Desde el primer día, Petro no se propuso istrar ni orientar a la nación, sino cimentar su permanencia en el poder. Ha utilizado todos los recursos a su alcance, muchos de ellos de manera cuestionable, para afianzar su estrategia de supervivencia política. No gobierna: combate y destruye. Ha convertido cada herramienta del Estado en un arma. Su cuenta en la red social X, que prometió cerrar, se transformó en un canal tóxico de confrontación permanente, y sus ministros en activistas dedicados a sembrar discordia y alimentar la turbulencia política como táctica de distracción.
Petro se asume por encima de todo: del Congreso de la República, de la rama judicial y de la institucionalidad en general. Cada revés que enfrenta -consecuencia de su improvisación y la ineptitud de su gabinete- lo responde con llamados a la calle, esgrimiendo el falaz argumento de que “el pueblo manda”. Sin embargo, las marchas que convoca y financia con los impuestos de los colombianos han sido, en el mejor de los casos, insulsas. Y cuando su proyecto político tuvo que medirse en las urnas, en las pasadas elecciones regionales, el veredicto ciudadano fue un rechazo contundente.
La única respuesta posible es la unidad. No por conveniencia, sino por supervivencia democrática.
Su ambición reeleccionista ha sido el motor de su agenda. Anunció una asamblea constituyente, pero la idea fracasó. Luego habló de un referendo, de un plebiscito y, más tarde, de un “proceso constituyente” nacido de su imaginación, todos con la misma suerte. Ahora, en una nueva pirueta discursiva, plantea una “consulta popular” con la excusa de validar sus nefastas reformas al sistema de salud y al régimen laboral. Así, el país asiste al espectáculo de un Presidente que ha convertido su mandato en una sucesión de maniobras de manipulación política, intentando suplantar al Congreso y a la justicia bajo el pretexto de la “participación ciudadana”.

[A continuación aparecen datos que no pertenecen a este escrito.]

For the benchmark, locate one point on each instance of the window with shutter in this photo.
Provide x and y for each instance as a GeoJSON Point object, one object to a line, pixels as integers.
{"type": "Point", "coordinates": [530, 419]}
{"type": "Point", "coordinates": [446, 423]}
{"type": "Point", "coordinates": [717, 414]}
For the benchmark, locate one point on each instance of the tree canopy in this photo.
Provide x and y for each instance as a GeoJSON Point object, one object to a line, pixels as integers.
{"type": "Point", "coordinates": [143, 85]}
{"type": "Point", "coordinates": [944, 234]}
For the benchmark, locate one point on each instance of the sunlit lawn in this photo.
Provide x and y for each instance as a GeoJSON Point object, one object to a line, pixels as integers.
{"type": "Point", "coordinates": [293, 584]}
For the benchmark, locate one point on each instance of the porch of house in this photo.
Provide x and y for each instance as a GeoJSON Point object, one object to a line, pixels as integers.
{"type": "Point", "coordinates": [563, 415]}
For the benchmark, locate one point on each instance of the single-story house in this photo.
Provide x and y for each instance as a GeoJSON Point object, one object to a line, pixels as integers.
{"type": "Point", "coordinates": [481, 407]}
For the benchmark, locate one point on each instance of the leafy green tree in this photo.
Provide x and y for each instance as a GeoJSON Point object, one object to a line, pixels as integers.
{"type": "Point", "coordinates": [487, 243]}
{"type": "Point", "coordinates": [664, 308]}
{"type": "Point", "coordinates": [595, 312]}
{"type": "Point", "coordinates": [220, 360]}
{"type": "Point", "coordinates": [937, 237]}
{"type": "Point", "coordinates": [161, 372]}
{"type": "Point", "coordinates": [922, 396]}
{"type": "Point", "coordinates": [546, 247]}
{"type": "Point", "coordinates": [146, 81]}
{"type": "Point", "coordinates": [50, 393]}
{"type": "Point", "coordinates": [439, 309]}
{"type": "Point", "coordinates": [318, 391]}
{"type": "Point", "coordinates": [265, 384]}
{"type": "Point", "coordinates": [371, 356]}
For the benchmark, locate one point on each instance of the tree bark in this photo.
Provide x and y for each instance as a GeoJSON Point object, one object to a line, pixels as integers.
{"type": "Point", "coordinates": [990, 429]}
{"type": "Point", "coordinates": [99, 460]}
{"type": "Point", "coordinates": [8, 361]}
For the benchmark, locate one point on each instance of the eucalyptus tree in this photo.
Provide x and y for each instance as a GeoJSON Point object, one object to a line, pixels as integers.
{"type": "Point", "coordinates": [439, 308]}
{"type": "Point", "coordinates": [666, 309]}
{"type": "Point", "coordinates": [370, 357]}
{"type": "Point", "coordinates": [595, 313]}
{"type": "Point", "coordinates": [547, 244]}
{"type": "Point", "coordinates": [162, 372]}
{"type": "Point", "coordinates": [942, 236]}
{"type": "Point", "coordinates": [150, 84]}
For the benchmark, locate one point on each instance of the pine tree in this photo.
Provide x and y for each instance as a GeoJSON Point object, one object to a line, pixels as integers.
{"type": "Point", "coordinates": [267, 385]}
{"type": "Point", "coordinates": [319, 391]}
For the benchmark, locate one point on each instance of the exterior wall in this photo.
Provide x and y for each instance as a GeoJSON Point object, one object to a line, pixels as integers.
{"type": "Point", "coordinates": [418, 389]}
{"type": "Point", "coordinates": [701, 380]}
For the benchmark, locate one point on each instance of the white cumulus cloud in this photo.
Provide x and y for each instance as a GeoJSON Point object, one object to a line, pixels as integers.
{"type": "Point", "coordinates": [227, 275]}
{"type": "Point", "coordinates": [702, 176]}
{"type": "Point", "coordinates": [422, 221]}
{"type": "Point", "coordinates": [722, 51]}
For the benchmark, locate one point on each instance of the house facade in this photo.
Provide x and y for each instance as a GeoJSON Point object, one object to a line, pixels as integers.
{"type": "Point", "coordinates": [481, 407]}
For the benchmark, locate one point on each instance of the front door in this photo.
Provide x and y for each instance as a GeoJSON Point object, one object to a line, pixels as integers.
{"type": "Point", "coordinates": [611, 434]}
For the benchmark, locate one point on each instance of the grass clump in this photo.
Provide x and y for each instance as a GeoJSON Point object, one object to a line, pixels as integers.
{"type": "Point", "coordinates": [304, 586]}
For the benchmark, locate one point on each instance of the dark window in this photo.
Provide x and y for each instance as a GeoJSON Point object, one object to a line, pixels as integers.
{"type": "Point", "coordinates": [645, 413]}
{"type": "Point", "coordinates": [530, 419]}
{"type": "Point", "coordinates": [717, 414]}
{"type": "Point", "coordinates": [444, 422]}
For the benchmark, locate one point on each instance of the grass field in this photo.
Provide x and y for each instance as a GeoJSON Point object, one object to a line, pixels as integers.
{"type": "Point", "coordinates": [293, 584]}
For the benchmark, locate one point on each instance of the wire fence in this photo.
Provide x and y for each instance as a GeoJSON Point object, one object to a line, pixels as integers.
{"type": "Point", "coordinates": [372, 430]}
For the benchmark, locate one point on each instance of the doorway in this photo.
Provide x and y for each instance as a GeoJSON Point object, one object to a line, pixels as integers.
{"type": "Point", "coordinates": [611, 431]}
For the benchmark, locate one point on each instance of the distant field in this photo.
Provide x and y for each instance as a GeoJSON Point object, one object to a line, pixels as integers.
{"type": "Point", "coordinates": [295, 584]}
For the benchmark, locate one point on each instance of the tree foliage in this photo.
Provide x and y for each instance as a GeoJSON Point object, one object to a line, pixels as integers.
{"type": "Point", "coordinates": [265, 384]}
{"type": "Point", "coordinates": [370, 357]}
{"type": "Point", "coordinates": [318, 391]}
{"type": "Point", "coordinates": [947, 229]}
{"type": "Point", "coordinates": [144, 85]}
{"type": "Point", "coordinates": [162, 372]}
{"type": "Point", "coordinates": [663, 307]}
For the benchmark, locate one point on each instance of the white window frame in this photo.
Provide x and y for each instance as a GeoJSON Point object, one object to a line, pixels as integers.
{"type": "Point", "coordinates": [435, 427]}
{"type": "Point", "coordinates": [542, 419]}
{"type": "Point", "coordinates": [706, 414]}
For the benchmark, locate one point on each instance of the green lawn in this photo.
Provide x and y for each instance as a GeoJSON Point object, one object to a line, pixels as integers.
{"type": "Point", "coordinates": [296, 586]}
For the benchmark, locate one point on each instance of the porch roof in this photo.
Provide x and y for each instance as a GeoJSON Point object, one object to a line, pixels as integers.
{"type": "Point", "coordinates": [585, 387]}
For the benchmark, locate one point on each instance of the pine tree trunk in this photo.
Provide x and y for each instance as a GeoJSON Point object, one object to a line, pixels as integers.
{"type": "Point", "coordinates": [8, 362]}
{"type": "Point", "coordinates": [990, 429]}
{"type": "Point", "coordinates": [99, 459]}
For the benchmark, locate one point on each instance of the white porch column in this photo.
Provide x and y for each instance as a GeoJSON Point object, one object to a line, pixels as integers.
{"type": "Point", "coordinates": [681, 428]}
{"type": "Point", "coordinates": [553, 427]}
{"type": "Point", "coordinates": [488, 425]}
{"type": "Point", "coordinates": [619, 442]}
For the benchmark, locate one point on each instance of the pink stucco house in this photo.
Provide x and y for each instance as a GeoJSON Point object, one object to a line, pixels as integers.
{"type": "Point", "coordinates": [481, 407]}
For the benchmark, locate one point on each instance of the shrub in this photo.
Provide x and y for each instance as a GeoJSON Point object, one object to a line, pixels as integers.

Pero quizás el mayor daño que Petro le ha hecho a Colombia, más allá de su ineptitud y su obsesión con el poder, es la polarización que ha exacerbado. En lugar de simbolizar la unidad nacional, como le ordena la Constitución, se ha convertido en el promotor del odio y la fragmentación. Sus discursos, diurnos y nocturnos, impregnados de rabia y resentimiento, han sembrado una discordia que será difícil de revertir. El deterioro de la seguridad, el colapso del sistema de la salud y la crisis económica son, sin duda, alarmantes, pero el envenenamiento del tejido social será su legado más nocivo.
Ante este panorama, la oposición enfrenta una prueba histórica. Y, paradójicamente, el mayor aliado de Petro en su intento de perpetuarse en el poder no es solo la maquinaria estatal que ha puesto a su servicio, sino la dispersión de sus adversarios. Más de 40 precandidatos opositores parecen más concentrados en alimentar sus egos que en construir una sola alternativa viable. No es la cantidad de aspirantes lo que debería preocuparnos, sino la ausencia de una estrategia común. Colombia no puede darse el lujo de que la ambición personal de muchos termine sirviendo a la codicia dictatorial de uno.
Petro, astuto y habilidoso como es, sabe que, mientras la oposición permanezca dividida, podrá seguir abusando del poder y utilizando los recursos del Estado como su arsenal político. La única respuesta posible es la unidad. No por conveniencia, sino por supervivencia democrática.